Your Smartsheet Isn’t “Too Complex” It’s Just Doing Too Much
- Rochelle Benjamin

- Jan 5
- 2 min read

If you’ve ever opened your Smartsheet setup and thought “this feels like a lot,” you’re not alone.
Many teams assume that when Smartsheet starts to feel heavy, confusing, or hard to maintain, the system has outgrown its usefulness.
In reality, most systems don’t become unusable because they’re too complex.
They become unusable because they’re doing too much at once.
How “Helpful” Systems Slowly Turn Into Messy Ones
Almost every messy Smartsheet system starts with good intentions.
A new column gets added to track one edge case.
An automation gets layered on to solve a one-time problem.
A duplicate sheet gets created because “it was faster than fixing the original.”
None of these are mistakes on their own.
But over time, they stack.
What you’re left with is a system that:
Has more columns than anyone actually uses
Fires alerts people ignore
Includes logic no one remembers setting up
Feels fragile (like touching one thing might break five others)

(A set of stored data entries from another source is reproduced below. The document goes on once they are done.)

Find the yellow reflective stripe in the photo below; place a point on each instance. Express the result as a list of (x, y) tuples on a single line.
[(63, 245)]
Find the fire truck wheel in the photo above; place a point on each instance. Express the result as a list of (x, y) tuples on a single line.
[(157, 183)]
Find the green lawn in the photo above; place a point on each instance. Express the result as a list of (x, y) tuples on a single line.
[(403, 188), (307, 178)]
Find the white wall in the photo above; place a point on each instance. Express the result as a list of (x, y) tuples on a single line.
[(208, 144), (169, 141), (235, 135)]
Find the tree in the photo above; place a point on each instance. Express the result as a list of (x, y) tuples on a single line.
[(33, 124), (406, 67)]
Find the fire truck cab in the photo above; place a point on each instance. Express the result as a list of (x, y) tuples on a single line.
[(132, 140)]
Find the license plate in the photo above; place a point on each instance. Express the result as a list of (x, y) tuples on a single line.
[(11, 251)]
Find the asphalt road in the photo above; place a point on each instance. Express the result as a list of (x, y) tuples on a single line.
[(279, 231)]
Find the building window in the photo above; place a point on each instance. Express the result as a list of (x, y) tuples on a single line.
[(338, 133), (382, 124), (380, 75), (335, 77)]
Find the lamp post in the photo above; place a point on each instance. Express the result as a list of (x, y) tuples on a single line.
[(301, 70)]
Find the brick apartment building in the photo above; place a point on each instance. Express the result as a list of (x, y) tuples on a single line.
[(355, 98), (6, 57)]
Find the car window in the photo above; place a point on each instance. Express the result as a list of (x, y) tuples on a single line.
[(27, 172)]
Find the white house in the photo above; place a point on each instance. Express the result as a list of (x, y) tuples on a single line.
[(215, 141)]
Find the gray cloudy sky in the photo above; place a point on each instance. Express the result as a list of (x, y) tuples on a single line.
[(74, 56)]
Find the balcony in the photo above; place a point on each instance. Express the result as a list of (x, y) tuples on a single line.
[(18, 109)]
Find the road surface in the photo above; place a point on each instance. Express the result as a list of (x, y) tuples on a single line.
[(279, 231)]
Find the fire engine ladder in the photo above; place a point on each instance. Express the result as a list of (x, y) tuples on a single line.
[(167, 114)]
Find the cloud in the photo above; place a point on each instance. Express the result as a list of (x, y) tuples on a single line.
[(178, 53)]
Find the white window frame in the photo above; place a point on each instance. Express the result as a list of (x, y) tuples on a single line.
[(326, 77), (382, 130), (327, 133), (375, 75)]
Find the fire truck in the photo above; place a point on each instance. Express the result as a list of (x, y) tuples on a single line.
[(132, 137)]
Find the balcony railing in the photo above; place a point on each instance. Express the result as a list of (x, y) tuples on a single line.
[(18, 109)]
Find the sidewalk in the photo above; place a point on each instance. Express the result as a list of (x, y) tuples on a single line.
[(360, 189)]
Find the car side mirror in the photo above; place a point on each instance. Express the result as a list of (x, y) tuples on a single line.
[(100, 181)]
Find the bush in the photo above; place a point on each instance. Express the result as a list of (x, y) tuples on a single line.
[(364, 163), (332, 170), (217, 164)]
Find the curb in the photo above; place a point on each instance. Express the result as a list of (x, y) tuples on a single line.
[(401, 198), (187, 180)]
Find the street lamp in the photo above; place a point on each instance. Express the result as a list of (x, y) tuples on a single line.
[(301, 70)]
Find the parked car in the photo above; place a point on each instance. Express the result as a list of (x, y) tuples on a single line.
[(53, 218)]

That’s not sophistication. That’s clutter.
When Complexity Starts to Cost You
Overbuilt systems don’t just feel annoying, they quietly create risk.
Teams stop trusting the data because they’re not sure what’s accurate anymore.
Dashboards feel “off,” even if no one can explain why.
New team members struggle to onboard because nothing feels intuitive.
Eventually, people work around the system instead of inside it.
At that point, the problem isn’t effort. It’s that the system no longer supports how the team actually works.
Why Rebuilding Is Usually the Wrong Move
When systems reach this stage, the instinct is often:
“We should just rebuild this.”
But rebuilding without simplifying usually recreates the same problem — just in a cleaner-looking format.
If you don’t remove what’s unnecessary:
You carry forward unused logic
You keep automations no one wants
You preserve complexity instead of eliminating it
That’s why many teams rebuild… and end up right back here six months later.
What a Smartsheet Cleanup Actually Does
A cleanup isn’t about starting over.
It’s about subtracting intentionally.
A proper cleanup focuses on:
Removing columns that don’t drive decisions
Simplifying logic so it matches real workflows
Eliminating automations that create noise
Consolidating duplicate or outdated sheets
Restoring trust in the data that remains
The goal isn’t to make the system impressive.
The goal is to make it usable, reliable, and calm again.
This is exactly the kind of work I do when teams tell me, “It technically works… but it feels like too much.”
Simple Is Easier to Maintain (and Easier to Trust)
The healthiest Smartsheet systems aren’t the ones with the most features.
They’re the ones where:
People know where to go
Data means the same thing everywhere
Dashboards answer clear questions
Changes don’t feel risky
Simple systems are easier to maintain, easier to support, and easier to grow with.
And when your system feels lighter, your team feels it too.
Final Thought
If your Smartsheet setup feels overwhelming, the answer usually isn’t more structure.
It’s less noise.
You don’t need a rebuild.
You don’t need more features.
You need a system that’s doing exactly what it should and nothing more.
If your Smartsheet feels bloated or hard to maintain, a cleanup is often the fastest way back to clarity.